Austrian Foreign Minister Sebastian Kurz defended President Heinz Fischer’s decision to invite Putin – who will arrive on Tuesday. "I think it is legitimate to talk to both sides. We’re not stepping out of line."
Kurz added that for the first time, there was a peace plan, suggested by new Ukrainian President Petro Poroshenko. This was an important step, said Kurz, and the EU completely supported it.
Fischer had been in touch with Poroshenko, Kurz said, and now he wanted to talk to Putin, who was on the other side of the conflict.
But Bildt seemed sceptical that Russia might cooperate in helping to solve the Ukraine crisis and complained that Russia "is conducting a propaganda war with full speed ahead and no signs of them closing the border" to stop arms and militants entering Ukraine.
According to the opposition centre-left Greens EU MP Ulrike Lunacek, the Austrian heads of state and government mostly wanted to talk about economic ties, and not so much about political topics.
For Fischer and Chancellor Werner Faymann, the visit was mostly about "intensifying economic relations with Russia," she said. "The Ukraine crisis is obviously not the main topic."
This was sending the wrong signal, because the Ukraine crisis was about war and peace in Europe, said Lunacek.
The leader of the Greens, Eva Glawischnig, said that it was "disconcerting" that Putin was not going to be available to speak to the Austrian parliament. "Critical dialogue" was obviously not wanted, she added.
Austria wanted to be Europe's main hub for gas from Russia, said Glawischnig. This just maintained and even increased the dependence on Russia for oil and gas.
In addition to the Austrian chancellor, Putin will meet separately in the evening with Swiss federation president Didier Burkhalter, who chairs the OSCE.
The OSCE was instrumental in establishing the ceasefire with the separatists of the Donetsk People's Republic on Monday.
Also likely to come up in discussions is the situation with the eight OSCE military observers, who have been missing and believed abducted by Ukrainian separatists.
Meanwhile the chief executive of Austrian energy group OMV has called for accelerated negotiations to approve the proposed South Stream gas pipeline. It is unrealistic to think Europe could entirely wean itself off Russian energy supplies, Gerhard Roiss said.
During Putin’s visit OMV and Russian partner Gazprom are expected to sign a contract on bringing the South Stream gas pipeline to Austria.
"A third of our gas comes from Russia, in some regions even 100 percent," Roiss told the WirtschaftsBlatt newspaper.
The South Stream pipeline would bring Russian gas to Europe without having to pass through Ukraine, which has been locked in a violent stand-off with Russia after Ukraine's pro-Moscow President Viktor Yanukovich was ousted.

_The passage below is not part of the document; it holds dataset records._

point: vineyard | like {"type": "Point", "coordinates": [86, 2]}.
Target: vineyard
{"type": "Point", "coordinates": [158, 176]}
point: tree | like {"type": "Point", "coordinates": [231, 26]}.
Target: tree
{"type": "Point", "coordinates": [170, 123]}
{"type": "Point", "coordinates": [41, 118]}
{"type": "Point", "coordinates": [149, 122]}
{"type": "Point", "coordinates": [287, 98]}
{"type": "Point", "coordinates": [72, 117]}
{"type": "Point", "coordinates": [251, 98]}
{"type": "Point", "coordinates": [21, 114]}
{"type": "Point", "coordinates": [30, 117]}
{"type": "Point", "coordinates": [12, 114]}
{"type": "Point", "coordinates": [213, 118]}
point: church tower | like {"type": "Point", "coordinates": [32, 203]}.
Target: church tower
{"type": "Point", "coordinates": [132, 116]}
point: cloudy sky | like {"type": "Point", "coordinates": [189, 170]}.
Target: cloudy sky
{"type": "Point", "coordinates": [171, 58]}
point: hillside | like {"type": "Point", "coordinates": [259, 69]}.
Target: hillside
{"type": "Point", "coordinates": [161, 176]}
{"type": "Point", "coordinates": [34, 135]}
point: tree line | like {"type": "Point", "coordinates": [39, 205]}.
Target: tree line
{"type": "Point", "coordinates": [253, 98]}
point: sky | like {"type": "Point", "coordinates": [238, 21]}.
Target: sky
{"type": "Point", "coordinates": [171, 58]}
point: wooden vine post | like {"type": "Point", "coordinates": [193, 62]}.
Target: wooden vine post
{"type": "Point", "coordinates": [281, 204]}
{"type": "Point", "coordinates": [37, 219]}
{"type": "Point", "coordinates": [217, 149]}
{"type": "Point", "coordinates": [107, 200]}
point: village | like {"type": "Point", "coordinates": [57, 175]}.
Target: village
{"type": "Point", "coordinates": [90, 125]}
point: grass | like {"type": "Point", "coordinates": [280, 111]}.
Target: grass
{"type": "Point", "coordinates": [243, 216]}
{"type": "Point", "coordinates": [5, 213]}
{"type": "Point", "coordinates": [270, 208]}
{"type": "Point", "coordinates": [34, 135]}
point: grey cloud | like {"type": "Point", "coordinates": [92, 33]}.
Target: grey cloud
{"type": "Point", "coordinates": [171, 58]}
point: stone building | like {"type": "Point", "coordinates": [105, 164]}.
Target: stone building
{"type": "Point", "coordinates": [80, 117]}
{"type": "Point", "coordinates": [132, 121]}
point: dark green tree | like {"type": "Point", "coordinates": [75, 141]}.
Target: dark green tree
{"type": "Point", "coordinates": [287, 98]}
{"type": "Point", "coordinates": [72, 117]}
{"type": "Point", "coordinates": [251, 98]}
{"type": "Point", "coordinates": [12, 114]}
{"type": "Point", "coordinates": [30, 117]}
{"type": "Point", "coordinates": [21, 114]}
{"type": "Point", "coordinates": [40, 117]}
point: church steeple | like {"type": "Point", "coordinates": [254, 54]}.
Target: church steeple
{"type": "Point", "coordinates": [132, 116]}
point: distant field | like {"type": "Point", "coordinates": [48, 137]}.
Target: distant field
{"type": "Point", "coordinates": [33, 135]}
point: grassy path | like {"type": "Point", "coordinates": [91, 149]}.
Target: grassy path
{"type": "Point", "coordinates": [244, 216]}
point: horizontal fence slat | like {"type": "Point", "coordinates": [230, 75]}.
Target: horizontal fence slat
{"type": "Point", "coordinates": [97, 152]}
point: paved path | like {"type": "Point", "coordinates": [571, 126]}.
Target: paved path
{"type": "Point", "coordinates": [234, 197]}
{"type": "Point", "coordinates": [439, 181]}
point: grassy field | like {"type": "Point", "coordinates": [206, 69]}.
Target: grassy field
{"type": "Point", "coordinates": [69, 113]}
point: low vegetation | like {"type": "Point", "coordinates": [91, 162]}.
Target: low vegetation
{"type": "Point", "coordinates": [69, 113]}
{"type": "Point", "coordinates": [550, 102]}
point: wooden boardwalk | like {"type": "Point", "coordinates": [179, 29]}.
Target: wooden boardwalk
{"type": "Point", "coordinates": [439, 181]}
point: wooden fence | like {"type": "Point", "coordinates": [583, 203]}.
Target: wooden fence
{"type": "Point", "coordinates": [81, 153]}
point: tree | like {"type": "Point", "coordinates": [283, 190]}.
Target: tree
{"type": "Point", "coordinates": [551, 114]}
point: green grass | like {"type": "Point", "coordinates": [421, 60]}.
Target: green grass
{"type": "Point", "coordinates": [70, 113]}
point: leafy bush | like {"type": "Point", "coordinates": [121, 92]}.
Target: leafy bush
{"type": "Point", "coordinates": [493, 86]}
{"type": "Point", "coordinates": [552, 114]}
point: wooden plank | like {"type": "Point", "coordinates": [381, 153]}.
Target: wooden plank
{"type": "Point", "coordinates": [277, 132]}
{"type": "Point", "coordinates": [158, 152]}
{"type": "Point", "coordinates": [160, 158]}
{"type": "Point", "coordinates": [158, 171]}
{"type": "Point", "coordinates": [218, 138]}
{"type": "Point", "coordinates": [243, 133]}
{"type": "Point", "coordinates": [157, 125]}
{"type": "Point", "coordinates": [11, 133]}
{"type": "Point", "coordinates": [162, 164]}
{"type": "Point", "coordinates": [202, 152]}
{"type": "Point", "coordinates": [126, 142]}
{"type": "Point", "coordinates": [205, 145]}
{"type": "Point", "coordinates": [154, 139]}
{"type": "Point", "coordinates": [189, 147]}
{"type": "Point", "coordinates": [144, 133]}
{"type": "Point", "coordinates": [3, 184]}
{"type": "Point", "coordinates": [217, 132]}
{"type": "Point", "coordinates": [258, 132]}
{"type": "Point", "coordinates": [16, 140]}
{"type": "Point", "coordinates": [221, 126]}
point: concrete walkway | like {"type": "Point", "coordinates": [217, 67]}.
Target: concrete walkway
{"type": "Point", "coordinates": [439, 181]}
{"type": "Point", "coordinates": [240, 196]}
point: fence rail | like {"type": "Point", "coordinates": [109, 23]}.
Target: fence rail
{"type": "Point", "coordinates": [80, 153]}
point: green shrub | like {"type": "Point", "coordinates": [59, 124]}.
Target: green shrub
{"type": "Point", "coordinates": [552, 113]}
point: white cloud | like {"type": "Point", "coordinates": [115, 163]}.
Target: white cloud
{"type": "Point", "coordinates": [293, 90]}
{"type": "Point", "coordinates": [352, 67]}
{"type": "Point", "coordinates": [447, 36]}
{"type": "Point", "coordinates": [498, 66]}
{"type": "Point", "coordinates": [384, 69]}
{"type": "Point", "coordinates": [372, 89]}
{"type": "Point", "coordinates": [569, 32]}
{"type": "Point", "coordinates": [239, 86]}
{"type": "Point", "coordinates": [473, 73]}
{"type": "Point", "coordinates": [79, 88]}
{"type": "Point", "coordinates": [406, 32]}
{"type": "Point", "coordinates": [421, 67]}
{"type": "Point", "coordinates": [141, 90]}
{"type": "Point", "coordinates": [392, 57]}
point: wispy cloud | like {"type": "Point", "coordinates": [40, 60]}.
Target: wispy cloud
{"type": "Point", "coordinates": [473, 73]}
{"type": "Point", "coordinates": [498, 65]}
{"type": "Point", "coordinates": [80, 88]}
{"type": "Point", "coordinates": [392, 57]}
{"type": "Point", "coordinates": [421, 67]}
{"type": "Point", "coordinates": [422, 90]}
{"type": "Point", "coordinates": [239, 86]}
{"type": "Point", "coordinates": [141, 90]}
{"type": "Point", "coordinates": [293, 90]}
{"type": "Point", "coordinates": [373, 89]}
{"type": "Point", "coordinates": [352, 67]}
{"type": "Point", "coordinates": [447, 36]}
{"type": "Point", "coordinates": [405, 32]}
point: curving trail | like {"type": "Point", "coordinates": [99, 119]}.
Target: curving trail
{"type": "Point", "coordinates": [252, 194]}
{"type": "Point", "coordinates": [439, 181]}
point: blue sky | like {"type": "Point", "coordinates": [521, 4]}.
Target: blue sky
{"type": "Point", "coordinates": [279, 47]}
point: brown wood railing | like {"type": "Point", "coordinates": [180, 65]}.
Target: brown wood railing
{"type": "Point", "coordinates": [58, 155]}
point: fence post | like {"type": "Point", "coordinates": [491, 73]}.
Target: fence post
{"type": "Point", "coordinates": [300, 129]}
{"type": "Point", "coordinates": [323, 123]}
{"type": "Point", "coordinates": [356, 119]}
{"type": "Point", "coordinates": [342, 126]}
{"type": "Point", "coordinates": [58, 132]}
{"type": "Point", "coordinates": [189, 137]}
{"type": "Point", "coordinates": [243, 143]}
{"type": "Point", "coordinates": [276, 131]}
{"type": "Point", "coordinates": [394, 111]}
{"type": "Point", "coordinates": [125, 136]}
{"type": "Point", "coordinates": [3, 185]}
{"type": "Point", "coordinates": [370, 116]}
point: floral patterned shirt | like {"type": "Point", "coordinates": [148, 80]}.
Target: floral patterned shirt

Protests against Putin’s visit are expected in Vienna on Tuesday.
A group called Euromaidan Wache Berlin has called for a demonstration of all nationalities to gather outside the Hofburg, in front of the president’s office at 1pm, and another group has organized a ‘rainbow’ march to protest against Russia’s anti-gay stance which will gather at Schwarzenbergplatz at 4.30pm.